Hacker News new | ask | show | jobs
by yummyfajitas 3853 days ago
So treat it as an identity problem, throw away all of the users you find questionable,...

And if questionability is correlated with the thing you are trying to measure, you've just added bias. For example, consider trying to measure engagement or something correlated with it. Are users who connect to your site from 3 different devices more or less engaged than normal? Great - you just threw out your most engaged users.

Similarly, you can't just use a session cookie to test per-session behavior.

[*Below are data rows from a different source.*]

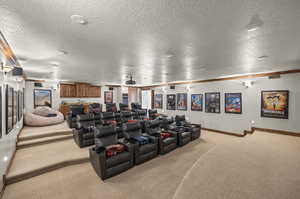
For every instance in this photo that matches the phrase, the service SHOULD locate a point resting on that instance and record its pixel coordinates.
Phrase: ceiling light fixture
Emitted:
(254, 23)
(79, 19)
(262, 57)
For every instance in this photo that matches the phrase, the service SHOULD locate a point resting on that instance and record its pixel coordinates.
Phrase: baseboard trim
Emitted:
(2, 190)
(225, 132)
(253, 129)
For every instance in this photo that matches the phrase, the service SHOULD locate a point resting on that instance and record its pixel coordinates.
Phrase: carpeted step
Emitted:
(43, 140)
(32, 161)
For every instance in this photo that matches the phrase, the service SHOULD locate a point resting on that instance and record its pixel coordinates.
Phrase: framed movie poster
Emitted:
(20, 105)
(275, 104)
(212, 102)
(182, 101)
(9, 108)
(158, 101)
(233, 103)
(171, 102)
(125, 98)
(42, 97)
(15, 102)
(108, 97)
(196, 102)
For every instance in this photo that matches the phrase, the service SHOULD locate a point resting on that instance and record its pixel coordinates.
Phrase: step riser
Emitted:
(43, 142)
(44, 135)
(40, 171)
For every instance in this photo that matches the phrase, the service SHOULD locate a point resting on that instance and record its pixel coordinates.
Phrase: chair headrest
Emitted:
(77, 109)
(126, 114)
(108, 115)
(132, 126)
(154, 123)
(85, 117)
(104, 131)
(152, 111)
(179, 118)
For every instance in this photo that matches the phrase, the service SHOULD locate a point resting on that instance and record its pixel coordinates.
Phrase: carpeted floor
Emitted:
(259, 166)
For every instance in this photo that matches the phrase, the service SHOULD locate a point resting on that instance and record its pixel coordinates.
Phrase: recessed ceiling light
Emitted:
(63, 52)
(263, 57)
(79, 19)
(255, 23)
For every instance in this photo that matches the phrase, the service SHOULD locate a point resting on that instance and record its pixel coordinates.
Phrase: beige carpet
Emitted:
(33, 158)
(29, 131)
(259, 166)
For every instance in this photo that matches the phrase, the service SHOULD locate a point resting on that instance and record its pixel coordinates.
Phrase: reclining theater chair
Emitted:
(106, 157)
(123, 107)
(193, 128)
(84, 133)
(96, 109)
(111, 107)
(153, 114)
(74, 111)
(167, 140)
(145, 146)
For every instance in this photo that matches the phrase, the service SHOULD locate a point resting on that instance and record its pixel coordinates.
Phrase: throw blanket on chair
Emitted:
(142, 140)
(114, 149)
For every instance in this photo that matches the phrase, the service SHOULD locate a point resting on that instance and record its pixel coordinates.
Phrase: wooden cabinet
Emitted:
(79, 90)
(67, 90)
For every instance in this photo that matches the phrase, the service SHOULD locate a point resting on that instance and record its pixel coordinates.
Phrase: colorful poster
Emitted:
(182, 101)
(212, 102)
(171, 102)
(158, 101)
(196, 102)
(233, 103)
(275, 104)
(108, 97)
(42, 97)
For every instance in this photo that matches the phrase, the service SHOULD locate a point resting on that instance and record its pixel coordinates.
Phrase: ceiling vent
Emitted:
(130, 81)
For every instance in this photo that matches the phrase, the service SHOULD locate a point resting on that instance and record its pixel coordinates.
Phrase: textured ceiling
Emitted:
(155, 40)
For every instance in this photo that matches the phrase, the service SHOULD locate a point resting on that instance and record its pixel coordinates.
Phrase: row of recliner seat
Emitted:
(87, 124)
(161, 136)
(96, 109)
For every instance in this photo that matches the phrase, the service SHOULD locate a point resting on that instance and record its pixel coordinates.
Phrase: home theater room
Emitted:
(149, 99)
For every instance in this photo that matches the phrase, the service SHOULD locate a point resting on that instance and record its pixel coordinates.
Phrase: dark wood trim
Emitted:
(225, 132)
(226, 78)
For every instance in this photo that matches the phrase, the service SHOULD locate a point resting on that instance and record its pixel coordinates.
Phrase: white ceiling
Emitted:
(156, 40)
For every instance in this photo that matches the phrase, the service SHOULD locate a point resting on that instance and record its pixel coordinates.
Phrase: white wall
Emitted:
(251, 104)
(8, 142)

This introduces correlations between sessions, which violates the IID assumption in all the standard statistical tests.

https://www.chrisstucchio.com/blog/2015/no_free_samples.html

You can fix this if you want by using the weakly mixing central limit theorem or just explicitly putting the mixing into a Bayesian analysis. But that's probably a lot trickier than just using a long term cookie.

1 comments

You have to know the limitations of the approach you are using.

Also about session cookies, there is no correlation created if the A/B test behavior is tied to the session. The downside is that different users get different behaviors on different days. This may be a bad user experience. The upside is that it is quick and simple for things like landing pages.

In the end there is no solution that avoids actually understanding what your data really says.

There is absolutely correlation between sessions. If visitor 1 (corresponding to sessions 1,2,3) has a high conversion probability, while visitor 2 (corresponding to sessions 4,5,6) has a low conversion probability, then you've introduced correlation between sessions 1,2,3 and sessions 4,5,6. This breaks the CLT and all the usual independence assumptions.

If most of your visitors only have one session this may not matter...but then again with only session cookies you don't even have a way to know this.